いくつかのコメントがあります。 ・経済学を学ぶと、(1)のような費用曲線からはじめますが、(1)と(2)や(3)とには大きな違いがあります。(1)には、平均費用(AC)が最低になる生産量(「最適規模」ーACとMCが交わる点でしめされる生産規模)がありますが、(2)、(3)にはありません。(2)や(3)ではACは生産を拡大すればするほど、低下していく。こうした費用曲線をもつ産業は「自然独占」産業と呼ばれ、多くの、小さい規模をもつ企業がプライステイカーとして競争する「完全競争」とは両立しません。そうした「自然独占」産業では、先行した企業が生産をどんどん拡大し、市場を独占してしまい、後発企業の入りこむ余地をなくしてしまうからです。したがって、多くの企業が価格を所与として行動する産業では、(1)のようなタイプの費用曲線をもち、しかも「最適規模」が小さい産業でなければならないのです。(「最適規模」があっても、それが市場(需要)の規模にくらべて大きいなら、最適規模に達するまではACは低下をつづけるので、市場は1つの企業で満たされ、結局(1)や(2)と同じ結果になります。) ・費用曲線というとき、通常「短期」の費用曲線のことです。「短期」とは、生産要素の中に自由に増やしたり、減らしたりすることができない「固定」生産要素が存在する状況を指します。土地を借りて野菜を作って市場に野菜を出荷している農業法人(個人農家でもかまいません)を考えてみましょう。その野菜農家は1ヘクタールの土地を10年なら10年の期間借り受ける契約を土地所有者と結び、肥料を肥料会社から購入し、働き手(労働者)を雇って生産を開始したとしましょう。

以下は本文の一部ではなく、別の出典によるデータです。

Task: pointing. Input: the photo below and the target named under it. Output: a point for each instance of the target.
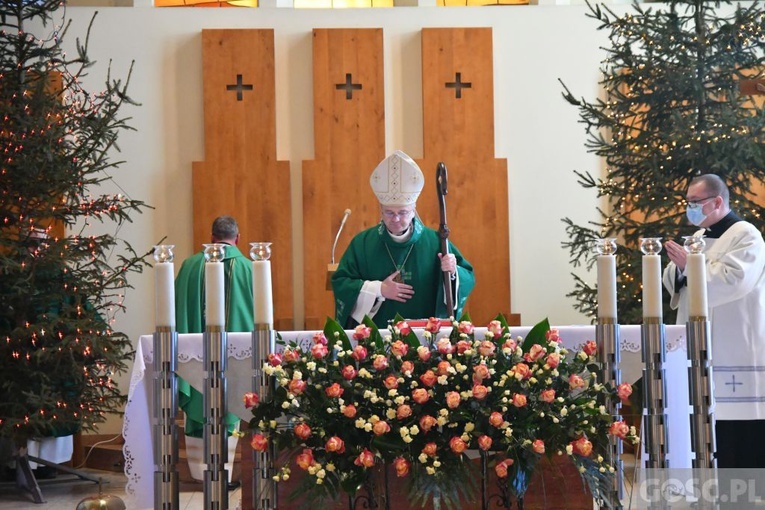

この場合、土地が固定要素で、肥料や労働力は可変(あるいは変動)要素です。いま事業が好調で、現在の野菜の市場価格のもとで生産すればするほど売れる状態だとしても、当面(つまり「短期」には)1ヘクタールの土地(固定要素)のもとで何とか、労働者を増やし、肥料を追加するなどの、可変要素をやりくりしていくほかはない。これが、固定要素がある状況(「短期」の状況)のもとでは、固定要素の制約のため、ある一定の生産量に達すると、まず限界費用が上昇し、ついで平均費用も上がっていく状況になると考えられる。それを典型的に描いたのが、(1)のタイプの費用曲線です。なお、固定要素に支払う費用(この場合土地所有者に支払う地代は野菜出荷量とは無関係に支払う必要がある)を固定費用といい、肥料代や労賃のように生産が活発になれば増え、生産水準が落ちるなら減少する費用を可変費用(変動費用)とよぶ。 ・繰り返すと、いわゆる「完全競争」が成立するのは、(1)のような費用曲線をもつ産業で、かつ「最適規模」が市場規模にくらべてずっと小さく、したがって多数の生産者に生産の余地がある産業ということになります。

spongetak
質問者

お礼

誠にありがとうございます。 実はこの質問をした後、テキストの勉強を進めていき、独占企業のところになり、右下がりの限界費用曲線についてかかれていて、ここにかいてあるじゃん、と思い、質問を取り消そうと思ったのですが、なにかコメント書いてくれる方がいて、勉強にもなるかもと、残しておきました。 適切なご指摘ありがとうございます。 また基本的に短期で考える、というご指摘も、自分自身の理解と合致していたので、詳しい方にご指摘いただき、安心できました。大変整理できましたありがとうございます。

その他の回答 (1)

回答No.2

重要なコメントを書くのを忘れていました。 ・あなたは費用曲線ではなく供給曲線が右上がり、それとも右下がりか問題にしていますが、供給曲線というのは、(完全)競争企業、つまり価格を所与として行動する企業(プライステイカー)にしか存在しないのです。競争企業にとっては、価格は市場で与えられ、そのとき利潤を最大にする生産量を選択する存在であって、したがって与えられる市場価格にたいして利潤を最大にする生産量を見つけるのが供給曲線です。これに対して、たとえば独占は自由に価格を設定できるので、供給曲線はないのです。利潤最大化価格あるいは利潤最大化生産量が一つ存在するだけです。 ・それから右下がりの供給曲線というのは外部経済等のある、ある意味で特殊な環境のもとでしか存在しません。競争企業にとって価格=限界費用が成立するところま生産するというルールは、限界費用が逓増するとき(つまりMC曲線が右上がりのとき)にのみ成立するからです(なぜ?(3)のような状況でこのルールをあてはめるとどうなるか考えてみてください!)。

spongetak
質問者

お礼

目からうろこのご教示でした。 すごく整理されました。ありがとうございます。